Been grinding on a work project which might reappear elsewhere here once the scars have healed sufficiently. Have the usual backlog of unfinished observations, explorations and ruminations for interesting adjacent areas but wanted to get this out as first off the pile.

This is the culmination of a few conversations, presentations and notes which overlapped.

In no particular order:

  • Friends/Family: “I just tap or use Apple/Google/Samsung Pay for everything now - Payments is so simple”

  • Colleague: “I run my business out my phone/tablet - never been into a branch”

  • Colleague: “Hey, you do Product in Banking and Payments - could you give a quick overview to my team about payments, mobile banking and all that…”

(For full disclosure, I have been involved with Payments in various forms for over 12 years at National Payment Providers, banks, startups and card rail networks. I have experience both in the Business to Consumer (B2C) and Business to Business (B2B) arenas.)

So how did that turn out?

1. Implicit: Hidden depths

Now the warning… When you start explaining ‘Payments’ in terms of the processing behind even a ‘simple’ credit or debit card transaction to most people, the last vision many report before the coma hit was of an iceberg. The 10% seen is the swiping/tapping a card/phone or entering card details, then some bank stuff, then the approval (usually a couple of seconds) and I can have the thing. 90% is dark and murky and really only matters if you crash into it.

(If you want to try this fun game in a safe and well padded space you can walk through the below diagram - explaining each of the actors and steps if you want full tonic immobility).

Now for the good news - mobile banking has revolutionised payments and this is what an AI image generator thinks that looks like:

and no, I don’t really understand what’s going on - its the latest technology and that’s got to be better, right?

But, yes, mobile payments (cashless/cardless) have changed everything - speed, convenience, service integration and customer expectations/behaviour.

2. Explicit: All change

Nothing about the following has remained the same for anyone who has ever seen a cheque-book, mag-stripe card or feature phone (well maybe not the last one…)

  • Processes - retail shopping, ticketing/public transportation, Ordering/food & beverages
  • Peer to Peer payments - sending/ sharing money (including overseas)
  • Small and Micro Businesses with their own Point of Sale on a phone/tablet
  • Notifications, controls, instant access to balances and of course doing it all remotely/online.

The transition to mobile as the primary platform for retail customers (B2C) happened several years ago, making mobile banking a fundamental aspect of retail banking services. It’s reasonable to say that business banking customers (B2C) now also expect at least a basic level of mobile functionality.

The key driver of this shift has been the influence of digital-only challenger banks like Monzo and Revolut, which introduced business banking products that pushed traditional high-street banks to adapt and improve their own offerings. As mobile functionality continues to improve, this naturally fosters greater mobile adoption, reshaping users’ expectations for managing business finances.

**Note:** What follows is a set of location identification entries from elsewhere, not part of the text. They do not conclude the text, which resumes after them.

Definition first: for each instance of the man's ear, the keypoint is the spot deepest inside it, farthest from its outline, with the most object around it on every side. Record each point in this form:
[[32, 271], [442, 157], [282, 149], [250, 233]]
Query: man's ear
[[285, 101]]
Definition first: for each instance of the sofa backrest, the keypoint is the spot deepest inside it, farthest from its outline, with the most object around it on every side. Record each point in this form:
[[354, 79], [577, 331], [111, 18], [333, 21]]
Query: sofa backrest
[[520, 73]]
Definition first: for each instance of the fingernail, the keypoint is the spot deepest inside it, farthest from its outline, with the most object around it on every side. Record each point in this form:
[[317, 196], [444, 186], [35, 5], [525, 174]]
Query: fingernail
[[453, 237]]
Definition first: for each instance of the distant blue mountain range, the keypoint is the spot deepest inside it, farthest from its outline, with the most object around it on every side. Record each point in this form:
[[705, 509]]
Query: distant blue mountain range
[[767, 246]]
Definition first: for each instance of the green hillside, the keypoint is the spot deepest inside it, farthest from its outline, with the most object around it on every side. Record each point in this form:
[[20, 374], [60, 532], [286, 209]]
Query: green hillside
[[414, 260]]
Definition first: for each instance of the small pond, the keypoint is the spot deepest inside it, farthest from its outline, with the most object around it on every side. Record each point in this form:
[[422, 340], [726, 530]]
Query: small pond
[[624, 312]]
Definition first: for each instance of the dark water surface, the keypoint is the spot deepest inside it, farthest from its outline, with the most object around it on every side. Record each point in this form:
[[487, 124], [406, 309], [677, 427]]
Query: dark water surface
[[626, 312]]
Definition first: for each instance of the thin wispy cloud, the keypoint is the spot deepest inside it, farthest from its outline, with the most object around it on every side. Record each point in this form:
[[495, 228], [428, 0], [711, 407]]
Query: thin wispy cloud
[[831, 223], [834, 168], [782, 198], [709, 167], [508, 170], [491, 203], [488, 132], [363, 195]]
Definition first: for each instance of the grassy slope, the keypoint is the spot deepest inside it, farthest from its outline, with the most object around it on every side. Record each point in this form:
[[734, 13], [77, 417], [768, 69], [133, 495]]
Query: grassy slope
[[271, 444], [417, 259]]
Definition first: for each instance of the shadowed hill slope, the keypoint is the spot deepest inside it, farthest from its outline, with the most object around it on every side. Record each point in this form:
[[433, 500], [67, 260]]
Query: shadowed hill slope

For example, recently Tide acquired Onfolk with the aim of integrating their complete accounting, payroll, and pension system into Tide’s business banking app.

Obviously, the size and turnover of the enterprise is the main driver - from a project I worked on, roughly 50% of <£50,000 turnover businesses made use of the mobile banking channel (not all functions), dropping to 30% for larger companies. However, the majority of total transactions are still done via desktop - the desktop portal is not going away any time soon. But, mobile apps are being used for other functionalities. This would include activities such as viewing statements, amending business details, and uploading receipts for expenses.

Functions such as managing sales, managing cards, creating virtual cards, setting limits etc. are all things which are also now expected across the board. The goal is of course, channel parity - meaning that all services are available based on customer preference to suit businesses irrespective of size.

The changes will keep coming.

Obviously this is all from a customer perspective, but bearing in mind the iceberg above, what has actually changed, as it were - below the water?

3. Tacit: Mobile Banking

Sure the iceberg is quite a lot faster than it used to be, it has some new pieces - largely to do with security (think biometrics, PIN Numbers etc.) real-time fraud detection built in plus some new faces (think QR codes, Digital wallets, switching between apps etc.) but the steps/flow needed before altering some digital balances held on the relevant systems, remains largely unchanged.

So here’s the point. The world of mobile ‘banking’ around a payment now offers a comprehensive, secure and flexible management tool but that isn’t the same as the payment which needs to go through.

There is a sea of payments anyway - card to card, card to account, account to account, crypto and even deferred payment but the fundamental model remains despite what the consumer sees. Viewed this way a payment is a flow of moving value (money or it’s digital equivalent) from one store to another and with a little variation, the steps and actors involved will remain unchanged in the universality of the concept.

4. Speed or Convenience?

This leads to a final thought and loops back to what has actually been achieved and perhaps the incentives behind it. At this stage I’m veering dangerously toward monetary theory and power relations (which certainly needs more discussion). Financial inclusion and protection are unquestionably net positive. Yes, giving more control and information to the customer is a fundamental good, more ways to pay and receive essentially also, but what is actually going on as we shift to the methods which allow this? Certainly the underlying model/s and actors won’t change but then neither will most people’s understanding of what lies beneath just like with icebergs.

If you wish, with the above veering, to go down the rabbit hole (which path even I can’t follow completely) I would recommend Brett Scott for: “Paymentspotting - Nine steps towards seeing money in 3D” or even “Tech doesn’t make our lives easier. It makes them faster.”. It’s quite a different view but then (bonus xkcd reference) maybe we should think twice about attaching hydrogen filled scout airships as iceberg spotters to our unsinkable ocean liners?